O estrangeiro levantou-se. Na sua frente, na varanda, sua sombra levantou-se também. Ele virou-se e a sombra fez o mesmo. E se alguém prestasse atenção, veria a sombra passar pela porta entreaberta da varanda da frente, justamente no momento em que o estrangeiro penetrava em seu quarto, deixando cair a cortina atrás dele. 

Na manhã seguinte, o sábio saiu a fim de tomar café e comprar os jornais. 

- Que é isso? – gritou ele assim que ficou sob o sol. - Eis que eu não tenho mais sombra! Então ela partiu ontem à noite e não mais voltou. Isso é muito estranho! 

Não era tanto a perda da sombra que lhe trazia tanto mau humor. Mas na terra dele, nos países frios, todos conheciam a história do homem que perdera a sombra. Atualmente, se ele voltasse ao seu país e contasse sua aventura, iriam chamá-lo de plagiário. E isso o contrariava.
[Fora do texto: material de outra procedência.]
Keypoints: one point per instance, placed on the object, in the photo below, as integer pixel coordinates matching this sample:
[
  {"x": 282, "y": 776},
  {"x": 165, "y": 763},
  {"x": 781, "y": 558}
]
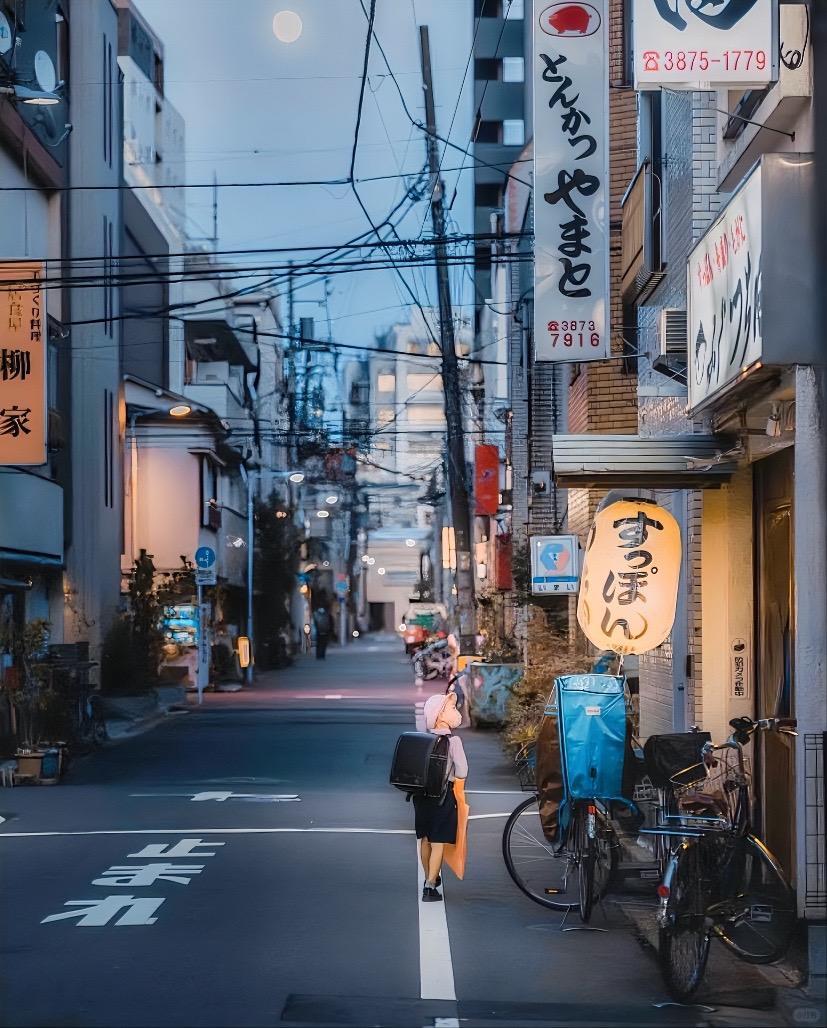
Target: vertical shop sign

Eis por que resolveu não dizer nada, o que era muito sensato. 

À noite ele voltou à sua varanda; colocara a luz bem atrás de si, sabendo que a sombra exige que seu dono esteja entre ela e a luz. Mas não conseguiu fazê-la voltar. Abaixou-se e levantou-se. Não possuía mais sombra, não apareceu nenhuma. 
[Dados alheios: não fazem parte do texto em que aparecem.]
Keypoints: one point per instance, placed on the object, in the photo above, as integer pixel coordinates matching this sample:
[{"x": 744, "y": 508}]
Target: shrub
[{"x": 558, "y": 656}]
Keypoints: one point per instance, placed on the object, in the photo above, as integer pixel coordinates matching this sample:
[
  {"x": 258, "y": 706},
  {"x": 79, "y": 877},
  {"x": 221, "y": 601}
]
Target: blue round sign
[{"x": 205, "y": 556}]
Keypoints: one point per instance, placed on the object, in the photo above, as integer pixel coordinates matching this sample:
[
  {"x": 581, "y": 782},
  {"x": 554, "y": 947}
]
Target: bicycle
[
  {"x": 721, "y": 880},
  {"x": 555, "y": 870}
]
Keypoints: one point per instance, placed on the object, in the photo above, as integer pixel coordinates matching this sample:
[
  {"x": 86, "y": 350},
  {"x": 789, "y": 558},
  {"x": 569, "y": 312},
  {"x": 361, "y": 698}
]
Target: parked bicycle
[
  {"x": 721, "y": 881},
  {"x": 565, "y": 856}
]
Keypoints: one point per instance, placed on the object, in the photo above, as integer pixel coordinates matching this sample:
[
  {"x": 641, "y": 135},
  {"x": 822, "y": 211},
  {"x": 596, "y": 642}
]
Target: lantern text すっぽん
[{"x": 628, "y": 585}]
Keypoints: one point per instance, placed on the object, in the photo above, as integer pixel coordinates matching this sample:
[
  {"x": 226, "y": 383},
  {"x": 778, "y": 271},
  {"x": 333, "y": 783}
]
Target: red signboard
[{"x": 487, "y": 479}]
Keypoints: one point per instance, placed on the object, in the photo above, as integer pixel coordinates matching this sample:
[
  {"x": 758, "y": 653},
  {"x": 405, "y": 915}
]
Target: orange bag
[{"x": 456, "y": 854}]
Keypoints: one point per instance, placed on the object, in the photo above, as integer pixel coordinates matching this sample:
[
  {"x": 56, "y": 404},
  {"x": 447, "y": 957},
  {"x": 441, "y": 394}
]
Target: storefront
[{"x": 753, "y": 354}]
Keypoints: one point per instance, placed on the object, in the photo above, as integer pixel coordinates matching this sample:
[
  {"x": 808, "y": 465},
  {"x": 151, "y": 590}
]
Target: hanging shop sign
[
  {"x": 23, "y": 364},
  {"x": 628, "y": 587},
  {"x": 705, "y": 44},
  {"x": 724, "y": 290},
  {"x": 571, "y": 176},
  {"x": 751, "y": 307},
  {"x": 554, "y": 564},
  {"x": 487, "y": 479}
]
- Hum! hum! – fez ele. O que não adiantou de nada. 

Era verdadeiramente enfadonho. Felizmente tudo passa depressa; no fim de oito dias, ele se deu conta, para grande alegria, que, assim que chegava ao sol, uma nova sombra começava a estender-se aos seus pés. Três semanas mais tarde, ele já possuía uma sombra bem razoável. 

E quando voltou para o seu pais, em direção ao Norte, ela crescia à medida que ele viajava, crescendo tanto, que dentro em breve alcançou a metade do seu tamanho. O sábio voltou para casa e escreveu sobre o belo, a verdade e o bem no mundo. Passaram-se anos. Um longo tempo se passou. 
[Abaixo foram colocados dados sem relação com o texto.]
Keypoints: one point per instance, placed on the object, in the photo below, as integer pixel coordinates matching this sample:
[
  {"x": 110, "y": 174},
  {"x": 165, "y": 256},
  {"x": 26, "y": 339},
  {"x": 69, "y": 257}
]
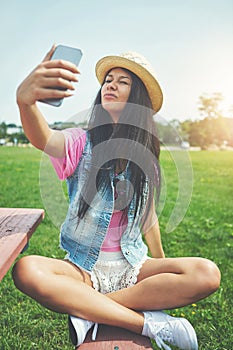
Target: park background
[{"x": 189, "y": 42}]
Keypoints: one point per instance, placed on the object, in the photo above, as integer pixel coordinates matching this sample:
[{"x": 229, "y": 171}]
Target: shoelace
[
  {"x": 94, "y": 333},
  {"x": 158, "y": 338}
]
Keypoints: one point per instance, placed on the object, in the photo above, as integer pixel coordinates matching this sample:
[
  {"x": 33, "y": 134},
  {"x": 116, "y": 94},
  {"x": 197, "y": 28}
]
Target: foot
[
  {"x": 78, "y": 329},
  {"x": 176, "y": 331}
]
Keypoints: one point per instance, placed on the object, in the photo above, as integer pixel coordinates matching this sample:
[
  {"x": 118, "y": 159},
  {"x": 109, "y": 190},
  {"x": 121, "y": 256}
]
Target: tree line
[{"x": 211, "y": 129}]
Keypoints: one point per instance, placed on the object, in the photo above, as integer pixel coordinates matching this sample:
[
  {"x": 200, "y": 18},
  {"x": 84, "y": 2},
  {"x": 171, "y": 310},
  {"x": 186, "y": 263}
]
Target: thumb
[{"x": 49, "y": 54}]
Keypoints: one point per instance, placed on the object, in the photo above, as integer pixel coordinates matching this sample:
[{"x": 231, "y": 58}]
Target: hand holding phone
[{"x": 66, "y": 53}]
Uma noite em que estava sentado em seu apartamento, bateram ligeiramente na porta. 

- Entre – disse ele. 

Mas não entrou ninguém. Então ele mesmo foi abrir. 

Na sua frente estava um ente magro ao extremo, que lhe causou uma estranha impressão, mas que, ao examiná-lo, o sábio viu que estava elegantemente vestido. Devia ser alguma pessoa de bem. 

- A quem tenho a honra de falar? perguntou o sábio. 

- Ah! bem que eu duvidava que você não me reconheceria – disse o homem elegante. – Tornei-me muito material. 

Ganhei carne e ossos. E, sem dúvida não pensava em me ver em tão bom estado. Não reconhece a sua velha sombra? Certamente não esperava que eu voltasse. Tive uma sorte extraordinária, depois que o deixei. Consegui meios sob todos os pontos-de-vista. E tive a possibilidade de me livrar da minha servidão. Ao mesmo tempo fez soar uma quantidade de berloques preciosos que pendiam de seu relógio e passou a mão por uma corrente de ouro maciço que trazia ao pescoço. Em todos os seus dedos diamantes lançavam chispas. E nenhuma dessas jóias era falsa. 

- Não, não posso acreditar! – disse o sábio. – Como é possível? 

- Não é muito comum, realmente disse a sombra. 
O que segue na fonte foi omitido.